Exactly what are Herbs?

If you are coming up with the parsley, sage, rosemary, and thyme image when you think of herbs—that’s a good start. But you can expand on the theme. The definition for herbs is fairly flexible. Herbs often feature wonderful aromas, they sometimes (but not always!) are edible, and they frequently have other uses. Plus, many herbs are handsome in a simple sort of way. Most are not flashy, but some herbs certainly have a rugged beauty. When you brush by many herbs, they send their essential oil into the air. In other words, they provide greater breadth to your gardening experience. You could sum them up as plants with added bonuses.

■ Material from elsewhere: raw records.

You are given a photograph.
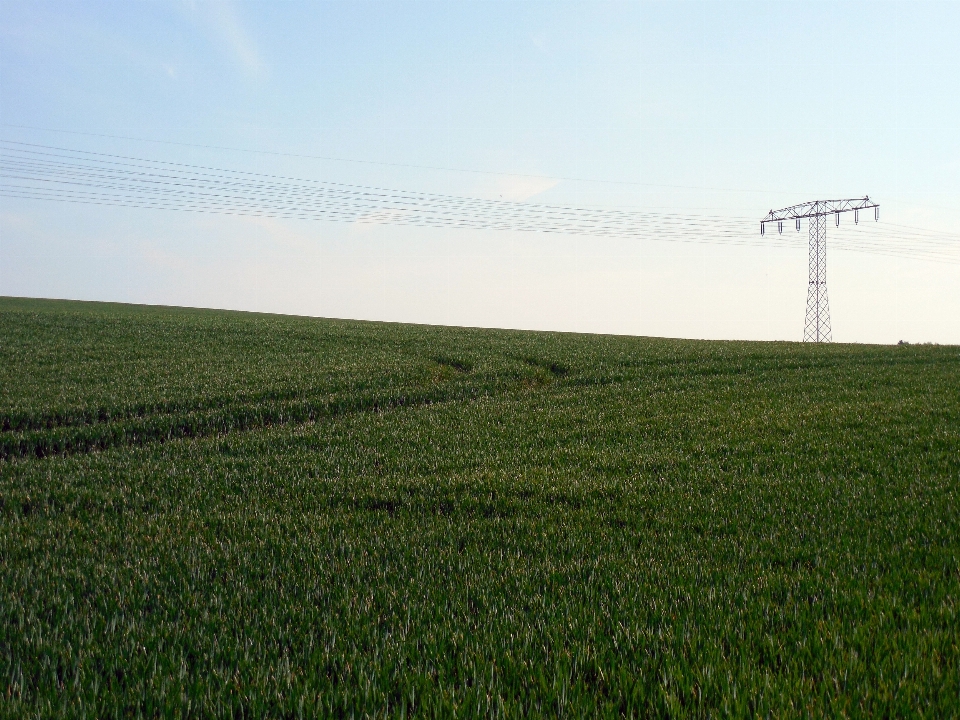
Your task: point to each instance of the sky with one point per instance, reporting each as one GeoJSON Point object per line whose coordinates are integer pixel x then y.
{"type": "Point", "coordinates": [720, 109]}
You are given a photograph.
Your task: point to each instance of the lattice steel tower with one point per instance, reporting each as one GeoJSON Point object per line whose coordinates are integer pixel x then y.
{"type": "Point", "coordinates": [817, 325]}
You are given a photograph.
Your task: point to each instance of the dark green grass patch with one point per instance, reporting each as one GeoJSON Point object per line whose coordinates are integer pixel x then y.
{"type": "Point", "coordinates": [663, 528]}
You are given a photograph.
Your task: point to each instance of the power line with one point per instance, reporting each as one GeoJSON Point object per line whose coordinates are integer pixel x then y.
{"type": "Point", "coordinates": [52, 173]}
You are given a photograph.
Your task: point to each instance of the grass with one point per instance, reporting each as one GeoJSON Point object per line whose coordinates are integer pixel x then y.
{"type": "Point", "coordinates": [213, 513]}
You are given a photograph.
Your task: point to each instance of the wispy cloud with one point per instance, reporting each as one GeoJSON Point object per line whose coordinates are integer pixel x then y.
{"type": "Point", "coordinates": [223, 20]}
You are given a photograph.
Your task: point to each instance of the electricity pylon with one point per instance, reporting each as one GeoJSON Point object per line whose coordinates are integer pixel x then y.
{"type": "Point", "coordinates": [817, 325]}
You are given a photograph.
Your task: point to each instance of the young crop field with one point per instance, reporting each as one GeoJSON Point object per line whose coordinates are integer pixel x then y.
{"type": "Point", "coordinates": [208, 513]}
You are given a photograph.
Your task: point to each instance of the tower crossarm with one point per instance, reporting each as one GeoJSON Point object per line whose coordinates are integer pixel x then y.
{"type": "Point", "coordinates": [816, 208]}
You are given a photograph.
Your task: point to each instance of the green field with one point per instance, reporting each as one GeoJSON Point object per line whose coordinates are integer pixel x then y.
{"type": "Point", "coordinates": [216, 513]}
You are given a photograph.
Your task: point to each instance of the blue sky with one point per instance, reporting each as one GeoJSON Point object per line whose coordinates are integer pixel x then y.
{"type": "Point", "coordinates": [719, 108]}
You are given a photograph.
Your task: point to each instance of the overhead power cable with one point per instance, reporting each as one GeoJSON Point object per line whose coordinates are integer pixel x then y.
{"type": "Point", "coordinates": [40, 172]}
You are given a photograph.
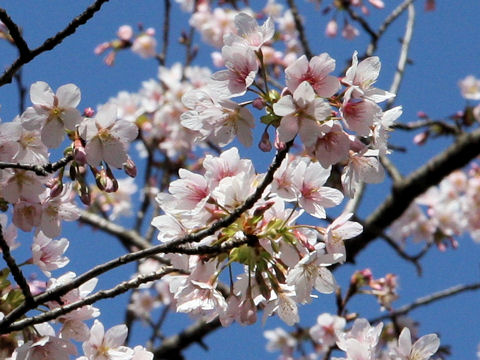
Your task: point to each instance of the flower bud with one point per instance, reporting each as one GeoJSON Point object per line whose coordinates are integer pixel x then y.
{"type": "Point", "coordinates": [265, 145]}
{"type": "Point", "coordinates": [130, 168]}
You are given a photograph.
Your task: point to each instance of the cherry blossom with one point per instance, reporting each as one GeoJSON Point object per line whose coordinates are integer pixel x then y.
{"type": "Point", "coordinates": [107, 138]}
{"type": "Point", "coordinates": [242, 67]}
{"type": "Point", "coordinates": [107, 345]}
{"type": "Point", "coordinates": [302, 113]}
{"type": "Point", "coordinates": [52, 113]}
{"type": "Point", "coordinates": [315, 72]}
{"type": "Point", "coordinates": [249, 32]}
{"type": "Point", "coordinates": [423, 349]}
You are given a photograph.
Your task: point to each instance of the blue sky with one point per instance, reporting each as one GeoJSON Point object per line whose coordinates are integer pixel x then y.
{"type": "Point", "coordinates": [445, 48]}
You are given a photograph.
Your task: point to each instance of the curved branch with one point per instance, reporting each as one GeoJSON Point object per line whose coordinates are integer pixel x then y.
{"type": "Point", "coordinates": [459, 154]}
{"type": "Point", "coordinates": [15, 33]}
{"type": "Point", "coordinates": [372, 47]}
{"type": "Point", "coordinates": [163, 248]}
{"type": "Point", "coordinates": [50, 43]}
{"type": "Point", "coordinates": [15, 270]}
{"type": "Point", "coordinates": [455, 290]}
{"type": "Point", "coordinates": [102, 294]}
{"type": "Point", "coordinates": [40, 170]}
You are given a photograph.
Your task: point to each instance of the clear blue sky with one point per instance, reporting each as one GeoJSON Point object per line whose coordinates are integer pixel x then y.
{"type": "Point", "coordinates": [445, 48]}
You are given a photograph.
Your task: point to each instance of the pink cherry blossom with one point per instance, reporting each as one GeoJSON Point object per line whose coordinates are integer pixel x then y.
{"type": "Point", "coordinates": [423, 349]}
{"type": "Point", "coordinates": [313, 196]}
{"type": "Point", "coordinates": [361, 76]}
{"type": "Point", "coordinates": [249, 32]}
{"type": "Point", "coordinates": [145, 44]}
{"type": "Point", "coordinates": [107, 345]}
{"type": "Point", "coordinates": [242, 67]}
{"type": "Point", "coordinates": [325, 329]}
{"type": "Point", "coordinates": [46, 346]}
{"type": "Point", "coordinates": [315, 72]}
{"type": "Point", "coordinates": [107, 138]}
{"type": "Point", "coordinates": [52, 113]}
{"type": "Point", "coordinates": [302, 113]}
{"type": "Point", "coordinates": [9, 233]}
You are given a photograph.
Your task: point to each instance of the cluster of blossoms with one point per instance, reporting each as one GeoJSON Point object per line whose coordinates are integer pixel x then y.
{"type": "Point", "coordinates": [361, 342]}
{"type": "Point", "coordinates": [444, 212]}
{"type": "Point", "coordinates": [143, 43]}
{"type": "Point", "coordinates": [279, 262]}
{"type": "Point", "coordinates": [42, 203]}
{"type": "Point", "coordinates": [450, 209]}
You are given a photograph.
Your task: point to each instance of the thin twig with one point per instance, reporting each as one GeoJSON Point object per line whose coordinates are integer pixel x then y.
{"type": "Point", "coordinates": [372, 47]}
{"type": "Point", "coordinates": [50, 43]}
{"type": "Point", "coordinates": [102, 294]}
{"type": "Point", "coordinates": [458, 289]}
{"type": "Point", "coordinates": [403, 58]}
{"type": "Point", "coordinates": [15, 33]}
{"type": "Point", "coordinates": [363, 23]}
{"type": "Point", "coordinates": [14, 269]}
{"type": "Point", "coordinates": [460, 153]}
{"type": "Point", "coordinates": [300, 28]}
{"type": "Point", "coordinates": [40, 170]}
{"type": "Point", "coordinates": [163, 248]}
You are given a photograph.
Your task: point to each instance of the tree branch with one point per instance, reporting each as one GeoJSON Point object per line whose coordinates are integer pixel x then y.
{"type": "Point", "coordinates": [163, 248]}
{"type": "Point", "coordinates": [455, 290]}
{"type": "Point", "coordinates": [40, 170]}
{"type": "Point", "coordinates": [460, 153]}
{"type": "Point", "coordinates": [15, 270]}
{"type": "Point", "coordinates": [102, 294]}
{"type": "Point", "coordinates": [372, 47]}
{"type": "Point", "coordinates": [300, 28]}
{"type": "Point", "coordinates": [15, 33]}
{"type": "Point", "coordinates": [50, 43]}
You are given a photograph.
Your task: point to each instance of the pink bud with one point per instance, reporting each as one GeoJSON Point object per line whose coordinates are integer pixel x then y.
{"type": "Point", "coordinates": [101, 48]}
{"type": "Point", "coordinates": [421, 138]}
{"type": "Point", "coordinates": [429, 5]}
{"type": "Point", "coordinates": [265, 145]}
{"type": "Point", "coordinates": [422, 115]}
{"type": "Point", "coordinates": [130, 168]}
{"type": "Point", "coordinates": [258, 103]}
{"type": "Point", "coordinates": [125, 32]}
{"type": "Point", "coordinates": [332, 28]}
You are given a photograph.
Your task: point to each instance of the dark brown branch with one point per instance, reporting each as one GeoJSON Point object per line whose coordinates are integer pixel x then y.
{"type": "Point", "coordinates": [154, 250]}
{"type": "Point", "coordinates": [173, 346]}
{"type": "Point", "coordinates": [50, 43]}
{"type": "Point", "coordinates": [459, 154]}
{"type": "Point", "coordinates": [14, 269]}
{"type": "Point", "coordinates": [15, 33]}
{"type": "Point", "coordinates": [300, 28]}
{"type": "Point", "coordinates": [455, 290]}
{"type": "Point", "coordinates": [372, 47]}
{"type": "Point", "coordinates": [40, 170]}
{"type": "Point", "coordinates": [102, 294]}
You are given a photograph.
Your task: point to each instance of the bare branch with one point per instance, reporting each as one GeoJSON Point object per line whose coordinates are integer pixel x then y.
{"type": "Point", "coordinates": [102, 294]}
{"type": "Point", "coordinates": [460, 153]}
{"type": "Point", "coordinates": [15, 33]}
{"type": "Point", "coordinates": [163, 248]}
{"type": "Point", "coordinates": [402, 60]}
{"type": "Point", "coordinates": [455, 290]}
{"type": "Point", "coordinates": [50, 43]}
{"type": "Point", "coordinates": [40, 170]}
{"type": "Point", "coordinates": [172, 347]}
{"type": "Point", "coordinates": [15, 270]}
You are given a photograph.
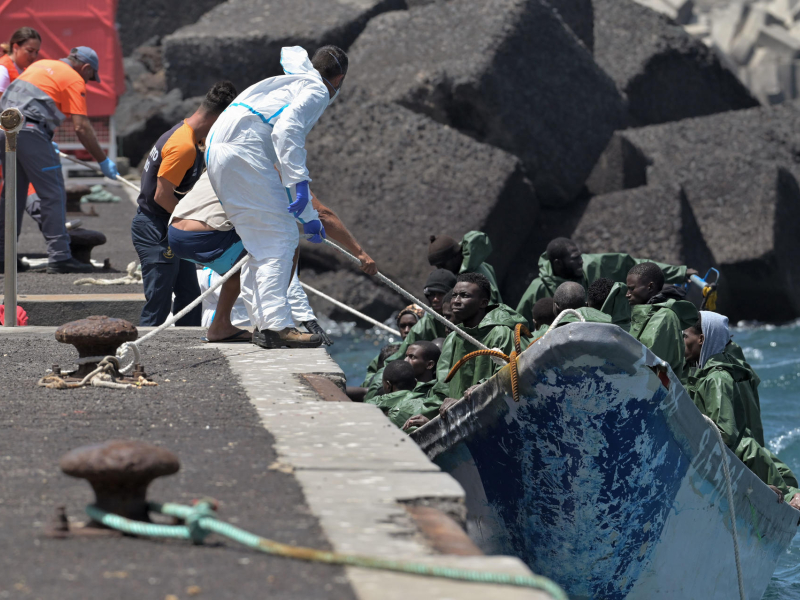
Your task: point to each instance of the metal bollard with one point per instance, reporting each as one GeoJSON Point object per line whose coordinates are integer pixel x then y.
{"type": "Point", "coordinates": [11, 120]}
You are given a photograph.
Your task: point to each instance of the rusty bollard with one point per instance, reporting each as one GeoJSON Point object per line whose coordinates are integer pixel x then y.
{"type": "Point", "coordinates": [119, 472]}
{"type": "Point", "coordinates": [96, 337]}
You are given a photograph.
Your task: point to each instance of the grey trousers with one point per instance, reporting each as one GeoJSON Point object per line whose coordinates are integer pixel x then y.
{"type": "Point", "coordinates": [38, 164]}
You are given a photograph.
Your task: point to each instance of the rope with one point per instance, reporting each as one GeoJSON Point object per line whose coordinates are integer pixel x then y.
{"type": "Point", "coordinates": [411, 298]}
{"type": "Point", "coordinates": [134, 346]}
{"type": "Point", "coordinates": [134, 276]}
{"type": "Point", "coordinates": [201, 520]}
{"type": "Point", "coordinates": [343, 306]}
{"type": "Point", "coordinates": [729, 492]}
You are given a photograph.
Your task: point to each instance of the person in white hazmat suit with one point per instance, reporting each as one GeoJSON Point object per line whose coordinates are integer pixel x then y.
{"type": "Point", "coordinates": [267, 125]}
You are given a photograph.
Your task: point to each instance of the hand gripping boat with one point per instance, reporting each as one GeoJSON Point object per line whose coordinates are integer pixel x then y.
{"type": "Point", "coordinates": [606, 479]}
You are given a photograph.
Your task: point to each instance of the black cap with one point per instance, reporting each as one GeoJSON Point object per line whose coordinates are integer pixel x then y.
{"type": "Point", "coordinates": [440, 280]}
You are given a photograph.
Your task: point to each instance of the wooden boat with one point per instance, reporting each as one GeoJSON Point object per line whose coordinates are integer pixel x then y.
{"type": "Point", "coordinates": [605, 477]}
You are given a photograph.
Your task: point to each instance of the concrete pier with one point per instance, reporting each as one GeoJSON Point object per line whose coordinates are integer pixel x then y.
{"type": "Point", "coordinates": [251, 429]}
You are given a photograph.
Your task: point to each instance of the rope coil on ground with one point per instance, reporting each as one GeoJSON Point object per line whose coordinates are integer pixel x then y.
{"type": "Point", "coordinates": [729, 492]}
{"type": "Point", "coordinates": [201, 520]}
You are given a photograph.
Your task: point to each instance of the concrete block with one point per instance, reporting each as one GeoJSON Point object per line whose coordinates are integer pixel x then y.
{"type": "Point", "coordinates": [665, 74]}
{"type": "Point", "coordinates": [477, 66]}
{"type": "Point", "coordinates": [395, 177]}
{"type": "Point", "coordinates": [240, 40]}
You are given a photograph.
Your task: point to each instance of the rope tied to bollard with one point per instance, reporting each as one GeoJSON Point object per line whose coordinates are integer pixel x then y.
{"type": "Point", "coordinates": [201, 520]}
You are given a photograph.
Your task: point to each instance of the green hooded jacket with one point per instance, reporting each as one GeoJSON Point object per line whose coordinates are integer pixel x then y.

Beyond Ye Olde Herb Garden

First of all, you want to liberate those herbs. The traditional four square Colonial gardens are all well and good, but they aren’t the only way to frame herbs. Free them from that rubric, and you can have a field day. Sprinkle herbs throughout your garden to enhance the experience. Herbs tend to display particularly well when grouped in mass. Because their flowers are often modest, increasing the volume makes for a more meaningful presentation. You can create an airy, heady spectacle by clustering the same herb side-by-side with the same species. Or, go for a textural dialogue and weave together a tapestry of thymes, sages, basils, or whatever. Thanks to the many varieties readily available, you can go to town. Let creeping herbs—like thyme—spill over the edges of stonework to soften the lines. For herbs that you nibble often, like basil, you could grow them like a crop, filling raised beds with several options—like bushy globe basil and standard upright Genovese sweet basil grown side by side. Because many herbs are more aromatic when they are grown “lean,” consider skipping the compost when preparing their growing area. Instead, apply Coast of Maine Top Soil to their beds and find a location with plenty of sun.

Herbs in Containers

Herbs lend themselves to container gardening. They are compact, handsome, and the sort of plant you might want to tickle often when you stroll by, releasing their scents into the air. The secret for success when growing herbs in pots is to furnish generous root room. Most herbs have plentiful roots plunging down. If you confine those roots to shallow pots, they are going to be continually thirsty (and wilt often!). Don’t make those herb containers high maintenance. Instead, give herbs deep containers with plenty of root space. Sap buckets work great. Use Coast of Maine Stonington Blend Organic & Natural Grower’s Mix or try Coast of Maine Organic & Natural Planting Soil for Tomatoes & Vegetables to fill the pots.

Reap the Rewards

Growing plants with added bonuses is a blast. If the herbs are edible, take a taste. Or just admire the good scents that herbs emit to spice up your life. Whether you tuck some lavender into trough planters, plant a raised bed, or add a rose-scented geranium to your patio display, herbs make summer more sensational.